Joe: You have to have a very cohesive plan. You’re making thousands of decisions a day. There are multiple filming units, there’s a whole visual-effects team, we have actors coming to us, saying, “I wouldn’t say it this way, I’d say it that way.” Our job is to collect all this information and be the arbiters of taste and provide focus for the entire process. You have to leave room for everyone else to be empowered and assist in making creative decisions.
Sims: Infinity War has so much action and wrenching chaos. Endgame is a lot slower, more deliberate on the character stuff, and I appreciate that viewers got the chance to slow things down and sit with the team for a while. Is there a scene that exemplifies that new approach that you particularly enjoyed doing?
Anthony: The scene that Joe was in, Cap’s counseling session [with other survivors of Thanos’s decimation].
Sims: A scene about which a studio would immediately ask, “Do we need this? Can this go?”
Anthony: You are very right [Laughs]. But it was very important to us! If you have a story point where you kill half of all living things, you have to move beyond the experience of the Avengers. To have an everyman in the story at that moment, and see Cap in a sensitive moment that spoke to his history as a character and the reality he’s living in now—that was an important thing for us.

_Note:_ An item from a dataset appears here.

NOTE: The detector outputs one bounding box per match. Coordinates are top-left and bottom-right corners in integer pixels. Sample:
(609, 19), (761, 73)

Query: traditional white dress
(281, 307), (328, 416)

Sims: For 11 years, these movies have been stand-alones that tell their own stories, but they’ve all been aimed toward Endgame. Do you think Marvel will continue that storytelling style, or will things get more diffuse now that you’ve done the big conclusion where everyone’s together?
Joe: You have to find a new path forward. That was always our [pitch], which is why I think they allowed us to make these really disruptive choices. You can’t keep giving people chocolate ice cream.